Her son should have his own horse.
He deserved it.
‘Can I have it?’
‘Of course you can have it. But I thought you didn’t like glass.’
‘Not for me,’ she said, already wrapping it carefully in layers of tissue. ‘It’s for...a friend.’
Carmela appeared, brandishing a tray with drinks for them both, and it was only then, thinking about the trip out to Murano, that she remembered what she had meant to tell her mother. And what she most wanted to ask. ‘Oh, I meant to say, Luca’s cousin asked him to drop off some flowers on the way home from Murano at Isola di San Michele. I took the opportunity to pay my respects to Eduardo.’
‘Oh poor Eduardo,’ Lily said on a sigh, looking wistfully out of the window. ‘I do wish he hadn’t left me like he did. None of this would be happening if he was still around.’
‘Do you miss him?’
‘Of course I do.’ Lily sounded almost offended. ‘Besides which, it’s such a difficult business trying to find a new husband at my age. It’s not easy when you’re over fifty.’ She turned to her daughter. ‘And that’s why you should take your chances while you have them. You’re young and pretty now, but it won’t last, let me tell you.’
In spite of herself, Tina smiled. ‘The World According to Lily’ would make a fabulous book if her mother ever thought to write it. It wouldn’t be a thick book, certainly, but part fashion advice, part self-help, with a big dollop of how to marry into money, and all put together by someone who had lived by its principles and—mostly—prospered, it would be a guaranteed bestseller.
But just right now she didn’t want her mother’s advice. What she wanted was her knowledge to answer a question that had been burning away in the back of her mind ever since her visit to the cemetery island.
‘I visited the crypt, of course. I couldn’t help but notice Luca’s parents were both dead. I had no idea and he didn’t seem to want to talk about it. What happened
to them?’ she ventured cautiously. ‘Do you know?’
Lily sipped her gin, looking thoughtful. ‘That was way before my time. Must be twenty years ago now. Maybe more. Some kind of boating accident here on the lagoon if I remember rightly. It was the reason Luca came to live with him and Agnetha, of course.’
Tina’s ears pricked up. ‘He lived with Eduardo? Here?’
‘He grew up with them. Of course he lived here, although he’d already moved on by the time we married. I’m sure Eduardo told me. Let me see...’ She hesitated a while, blinking into the distance. ‘From what I remember him saying, Matteo’s family offered to take him in but because Eduardo and Agnetha had no children of their own, it was decided he should go to them.’
Tina drank in the details, holes in her knowledge filling with new information. Holes filling with even more questions.
So this had been his home then.
Where he had lived with his uncle and aunt before his aunt had died and before Lily had come along...

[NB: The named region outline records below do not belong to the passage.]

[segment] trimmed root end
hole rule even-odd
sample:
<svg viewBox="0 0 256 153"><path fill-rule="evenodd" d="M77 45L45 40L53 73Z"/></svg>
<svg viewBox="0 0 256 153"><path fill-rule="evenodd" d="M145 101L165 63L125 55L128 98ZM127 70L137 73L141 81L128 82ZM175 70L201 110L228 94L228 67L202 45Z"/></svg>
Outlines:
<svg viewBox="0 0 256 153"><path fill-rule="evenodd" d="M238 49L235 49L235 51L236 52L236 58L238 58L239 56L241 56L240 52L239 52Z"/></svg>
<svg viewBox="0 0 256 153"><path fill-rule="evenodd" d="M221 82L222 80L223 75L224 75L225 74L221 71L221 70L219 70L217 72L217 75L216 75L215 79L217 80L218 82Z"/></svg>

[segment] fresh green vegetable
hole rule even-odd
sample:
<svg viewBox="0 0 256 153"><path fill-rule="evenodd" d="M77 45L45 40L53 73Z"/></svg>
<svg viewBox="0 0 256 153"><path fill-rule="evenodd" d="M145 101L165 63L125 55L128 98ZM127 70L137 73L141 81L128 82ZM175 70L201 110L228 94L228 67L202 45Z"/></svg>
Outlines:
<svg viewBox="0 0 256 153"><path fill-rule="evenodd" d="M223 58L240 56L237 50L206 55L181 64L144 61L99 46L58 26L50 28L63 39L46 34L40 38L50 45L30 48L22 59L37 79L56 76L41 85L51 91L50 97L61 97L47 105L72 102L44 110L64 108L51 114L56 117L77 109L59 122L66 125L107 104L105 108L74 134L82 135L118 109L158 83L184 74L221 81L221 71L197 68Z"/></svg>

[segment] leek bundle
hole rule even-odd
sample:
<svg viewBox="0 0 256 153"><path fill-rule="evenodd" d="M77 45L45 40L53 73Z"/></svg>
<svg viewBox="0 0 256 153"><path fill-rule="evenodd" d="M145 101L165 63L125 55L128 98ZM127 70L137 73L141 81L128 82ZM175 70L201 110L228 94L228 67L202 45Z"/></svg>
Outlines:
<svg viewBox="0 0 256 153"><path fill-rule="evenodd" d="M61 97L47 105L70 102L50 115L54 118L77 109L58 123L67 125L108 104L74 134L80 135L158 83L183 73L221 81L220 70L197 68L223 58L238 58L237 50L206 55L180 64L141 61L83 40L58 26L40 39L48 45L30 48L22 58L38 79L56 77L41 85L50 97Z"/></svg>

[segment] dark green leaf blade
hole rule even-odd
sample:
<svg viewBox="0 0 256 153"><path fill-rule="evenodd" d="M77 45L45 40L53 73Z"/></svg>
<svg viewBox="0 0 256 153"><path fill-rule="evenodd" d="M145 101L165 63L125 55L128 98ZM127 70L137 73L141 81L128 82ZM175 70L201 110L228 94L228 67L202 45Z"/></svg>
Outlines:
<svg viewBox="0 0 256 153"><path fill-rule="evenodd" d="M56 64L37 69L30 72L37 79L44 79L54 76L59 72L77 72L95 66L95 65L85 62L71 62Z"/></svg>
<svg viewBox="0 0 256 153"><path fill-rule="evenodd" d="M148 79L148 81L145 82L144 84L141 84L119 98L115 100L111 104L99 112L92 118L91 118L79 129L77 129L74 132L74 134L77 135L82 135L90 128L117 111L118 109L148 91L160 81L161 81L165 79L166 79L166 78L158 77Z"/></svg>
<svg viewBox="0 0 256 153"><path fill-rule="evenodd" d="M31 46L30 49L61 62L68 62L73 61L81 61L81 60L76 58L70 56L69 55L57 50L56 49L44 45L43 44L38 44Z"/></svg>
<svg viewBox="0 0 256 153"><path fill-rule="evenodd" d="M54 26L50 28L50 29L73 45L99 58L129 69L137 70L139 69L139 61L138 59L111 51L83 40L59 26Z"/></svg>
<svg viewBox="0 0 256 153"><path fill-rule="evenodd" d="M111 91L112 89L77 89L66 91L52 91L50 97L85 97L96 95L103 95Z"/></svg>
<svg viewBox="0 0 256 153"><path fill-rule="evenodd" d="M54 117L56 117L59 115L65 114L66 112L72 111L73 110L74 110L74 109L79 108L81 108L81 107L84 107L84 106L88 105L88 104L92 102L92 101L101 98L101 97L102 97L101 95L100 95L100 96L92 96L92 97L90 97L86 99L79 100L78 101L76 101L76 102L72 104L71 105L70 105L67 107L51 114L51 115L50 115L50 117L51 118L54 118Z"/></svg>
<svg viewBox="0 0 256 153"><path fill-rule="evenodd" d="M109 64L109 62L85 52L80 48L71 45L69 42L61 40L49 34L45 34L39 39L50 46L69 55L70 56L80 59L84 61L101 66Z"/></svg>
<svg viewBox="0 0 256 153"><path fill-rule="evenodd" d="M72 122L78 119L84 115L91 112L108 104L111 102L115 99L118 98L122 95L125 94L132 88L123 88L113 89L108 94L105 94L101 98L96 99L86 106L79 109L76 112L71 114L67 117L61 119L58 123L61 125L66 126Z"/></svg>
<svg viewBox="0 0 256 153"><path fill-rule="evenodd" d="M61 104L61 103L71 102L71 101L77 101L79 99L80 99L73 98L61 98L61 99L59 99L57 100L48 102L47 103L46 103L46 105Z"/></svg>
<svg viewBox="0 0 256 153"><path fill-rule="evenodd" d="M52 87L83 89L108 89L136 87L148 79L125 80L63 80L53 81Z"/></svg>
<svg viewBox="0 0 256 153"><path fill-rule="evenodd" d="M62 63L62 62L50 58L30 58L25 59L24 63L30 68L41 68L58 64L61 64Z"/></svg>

Was that why he seemed to resent Lily so much? Because by marrying Eduardo she had stolen his inheritance out from underneath him?

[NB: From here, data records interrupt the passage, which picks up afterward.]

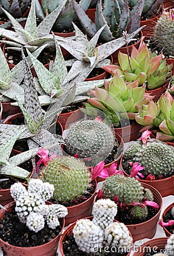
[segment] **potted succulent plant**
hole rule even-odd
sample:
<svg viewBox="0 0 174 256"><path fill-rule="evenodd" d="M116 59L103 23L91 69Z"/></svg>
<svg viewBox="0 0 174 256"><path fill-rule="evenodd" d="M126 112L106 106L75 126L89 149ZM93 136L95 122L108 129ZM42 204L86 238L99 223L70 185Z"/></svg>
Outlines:
<svg viewBox="0 0 174 256"><path fill-rule="evenodd" d="M37 179L29 181L27 189L20 183L11 185L15 201L0 210L0 245L7 256L55 255L68 210L47 202L53 191L53 185Z"/></svg>
<svg viewBox="0 0 174 256"><path fill-rule="evenodd" d="M162 206L161 196L154 188L134 177L116 174L103 181L98 196L117 204L115 219L126 225L134 241L153 237Z"/></svg>
<svg viewBox="0 0 174 256"><path fill-rule="evenodd" d="M158 189L163 197L174 195L174 147L156 139L151 139L150 131L144 131L140 139L129 146L121 159L121 168L126 175L137 177ZM132 168L139 163L143 168ZM165 184L165 185L164 185Z"/></svg>
<svg viewBox="0 0 174 256"><path fill-rule="evenodd" d="M141 245L134 256L172 256L174 253L174 234L170 237L159 237L146 242Z"/></svg>
<svg viewBox="0 0 174 256"><path fill-rule="evenodd" d="M132 46L130 56L119 52L118 65L111 65L103 68L113 75L116 72L124 75L128 82L139 79L139 85L145 82L146 92L155 96L154 101L157 101L165 91L171 76L172 65L167 65L166 60L162 57L162 54L156 55L152 53L143 42L138 49Z"/></svg>
<svg viewBox="0 0 174 256"><path fill-rule="evenodd" d="M135 119L138 123L144 125L142 131L151 128L156 139L173 146L173 98L166 91L156 103L150 101L144 105Z"/></svg>
<svg viewBox="0 0 174 256"><path fill-rule="evenodd" d="M87 166L105 160L109 166L118 163L123 143L111 128L102 120L84 119L72 123L66 133L65 154L82 159Z"/></svg>
<svg viewBox="0 0 174 256"><path fill-rule="evenodd" d="M97 183L92 180L90 172L80 159L70 156L48 157L48 151L39 151L39 177L52 184L55 191L50 201L61 203L67 207L65 226L77 219L90 215L97 190Z"/></svg>
<svg viewBox="0 0 174 256"><path fill-rule="evenodd" d="M106 121L108 119L124 142L135 140L142 126L137 124L135 118L143 106L154 98L145 92L145 84L139 86L139 79L131 82L124 81L116 72L109 82L105 81L104 88L96 87L89 91L90 98L81 111L88 115L102 115Z"/></svg>
<svg viewBox="0 0 174 256"><path fill-rule="evenodd" d="M118 255L130 255L131 234L123 223L114 221L117 212L117 205L110 199L96 201L93 207L93 217L78 220L65 230L59 241L61 255L105 255L106 247L110 255L116 253Z"/></svg>
<svg viewBox="0 0 174 256"><path fill-rule="evenodd" d="M159 224L163 228L167 237L173 234L174 231L174 203L168 205L163 212L161 221Z"/></svg>

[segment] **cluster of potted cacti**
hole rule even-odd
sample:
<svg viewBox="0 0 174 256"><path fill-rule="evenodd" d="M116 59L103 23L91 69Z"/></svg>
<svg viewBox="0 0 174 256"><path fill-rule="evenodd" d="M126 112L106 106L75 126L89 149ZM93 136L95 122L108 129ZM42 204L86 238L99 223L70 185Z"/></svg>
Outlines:
<svg viewBox="0 0 174 256"><path fill-rule="evenodd" d="M173 203L158 224L162 197L174 195L173 77L163 55L173 57L174 9L162 13L163 2L1 2L8 22L0 24L0 245L7 256L55 256L60 237L63 256L128 256L159 224L170 236L159 249L173 255ZM160 15L151 35L156 52L141 38L151 13ZM103 79L89 79L98 69ZM27 151L14 150L23 143Z"/></svg>

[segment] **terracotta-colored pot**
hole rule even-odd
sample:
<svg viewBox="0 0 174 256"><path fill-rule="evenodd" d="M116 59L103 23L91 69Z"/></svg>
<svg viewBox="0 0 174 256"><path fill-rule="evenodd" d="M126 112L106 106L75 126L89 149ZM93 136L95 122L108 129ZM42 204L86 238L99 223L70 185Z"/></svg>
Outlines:
<svg viewBox="0 0 174 256"><path fill-rule="evenodd" d="M125 176L129 176L123 170L123 158L121 159L120 166L124 172ZM174 175L161 180L144 180L140 179L139 180L155 188L160 193L163 197L171 195L174 195Z"/></svg>
<svg viewBox="0 0 174 256"><path fill-rule="evenodd" d="M34 172L34 169L32 169L30 177L32 177ZM27 181L24 181L23 184L26 184ZM10 188L6 188L6 189L0 189L0 204L5 206L10 203L14 201L14 199L11 196Z"/></svg>
<svg viewBox="0 0 174 256"><path fill-rule="evenodd" d="M154 249L154 251L155 250L155 251L154 251L154 253L157 253L158 250L165 249L167 239L167 237L159 237L148 241L138 248L136 248L136 251L134 253L133 256L144 256L148 248L149 249L149 247L151 248L152 250Z"/></svg>
<svg viewBox="0 0 174 256"><path fill-rule="evenodd" d="M132 236L134 242L144 238L152 238L154 236L163 206L163 199L159 192L146 183L141 183L144 188L150 189L152 192L154 201L159 205L159 209L155 216L147 221L138 224L126 225Z"/></svg>
<svg viewBox="0 0 174 256"><path fill-rule="evenodd" d="M50 203L47 202L48 204ZM13 201L6 205L6 208L11 212L13 211L13 207L15 205L15 202ZM3 218L5 214L5 210L0 210L0 218ZM64 227L64 218L63 220L63 231ZM61 233L60 232L60 233ZM7 256L55 256L58 246L58 242L60 235L57 235L55 238L44 245L34 247L18 247L5 242L0 238L0 245L6 252Z"/></svg>
<svg viewBox="0 0 174 256"><path fill-rule="evenodd" d="M95 23L95 16L96 16L96 8L92 8L88 9L86 11L86 14L88 16L89 19L93 23Z"/></svg>
<svg viewBox="0 0 174 256"><path fill-rule="evenodd" d="M80 109L78 109L71 112L61 113L59 115L59 121L64 130L68 129L72 123L82 119L84 117L84 113L80 110Z"/></svg>
<svg viewBox="0 0 174 256"><path fill-rule="evenodd" d="M14 115L21 112L21 110L18 106L13 106L11 102L1 102L2 105L2 118L4 119L8 115Z"/></svg>
<svg viewBox="0 0 174 256"><path fill-rule="evenodd" d="M151 96L155 96L155 97L153 98L153 101L155 102L156 102L159 99L160 96L166 91L166 88L167 88L168 85L168 82L159 88L154 89L154 90L146 90L146 93L151 93Z"/></svg>
<svg viewBox="0 0 174 256"><path fill-rule="evenodd" d="M90 220L92 220L92 219L93 218L93 217L91 216L91 217L89 217L84 218L88 218ZM115 220L114 220L114 221L119 222ZM63 235L60 237L60 240L59 242L59 250L60 250L60 252L61 253L61 256L64 256L63 243L64 241L65 241L66 235L70 236L73 234L73 229L76 224L76 222L72 223L68 228L67 228L67 229L64 232ZM131 237L132 237L132 235L130 232L130 235L131 236ZM132 244L131 245L131 246L132 246ZM130 254L130 251L127 254L126 254L126 256L129 256ZM111 254L110 254L110 255L111 255Z"/></svg>
<svg viewBox="0 0 174 256"><path fill-rule="evenodd" d="M144 35L144 34L143 35L143 32L142 31L140 31L140 32L141 32L141 36L140 36L140 39L137 42L135 41L135 42L133 44L134 46L135 46L135 47L136 47L136 49L138 48L138 47L140 45L140 42L143 39L143 35ZM132 44L131 44L128 46L129 52L130 54L131 54L131 52L132 51ZM119 51L121 52L122 52L123 53L127 53L127 47L121 47L118 50L115 51L115 52L114 52L112 53L114 64L118 63L118 54Z"/></svg>
<svg viewBox="0 0 174 256"><path fill-rule="evenodd" d="M171 204L169 205L168 205L164 210L163 214L161 216L161 221L164 221L164 217L165 216L166 213L167 213L167 212L168 212L169 210L170 210L174 206L174 203L172 203L172 204ZM168 231L168 230L167 229L165 226L163 226L163 227L164 231L165 232L165 234L166 235L167 237L170 237L171 235L172 234L169 231Z"/></svg>
<svg viewBox="0 0 174 256"><path fill-rule="evenodd" d="M143 126L135 122L134 123L121 128L115 128L115 133L119 135L125 143L136 141L141 135L139 131Z"/></svg>
<svg viewBox="0 0 174 256"><path fill-rule="evenodd" d="M97 181L96 180L94 180L94 185L95 191L87 200L76 205L67 207L68 214L65 217L65 226L76 221L77 220L90 216L97 191Z"/></svg>
<svg viewBox="0 0 174 256"><path fill-rule="evenodd" d="M122 155L123 154L123 150L124 150L124 142L122 140L122 139L121 138L121 137L119 136L119 135L117 134L117 133L115 133L115 138L118 141L118 143L119 145L119 151L121 151L121 154L120 155L118 156L118 157L117 158L117 159L115 160L115 161L112 162L111 163L110 163L107 164L105 164L104 166L104 168L109 168L110 166L113 164L113 163L117 163L118 166L120 163L120 160L121 158L122 157ZM104 180L105 180L105 179L103 178L101 178L100 177L97 177L96 178L96 180L97 182L101 182L101 181L103 181Z"/></svg>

Was that the reason he was so desperate to get it back?
* * *
Where the hell was she?
Luca stood at the balcony overlooking the Grand Canal wondering where she’d disappeared to. Sure, they’d had an argument, but they had a deal. One month she’d agreed to and she’d been the one to set the term. He’d checked her wardrobe. The clothes seemed untouched, her pack still there stowed in one corner. So she hadn’t just decided to take advantage of his absence and renege on their deal.
So where the hell was she?
Sightseeing?
Or just blowing off steam?
He looked out over the canal that was the lifeblood of Venice, feeling sick to his stomach and desperately scanning the faces on every passing vaporetto, searching for a glimpse of Australian sunshine in a size-eight package. She was out there somewhere. She had to be.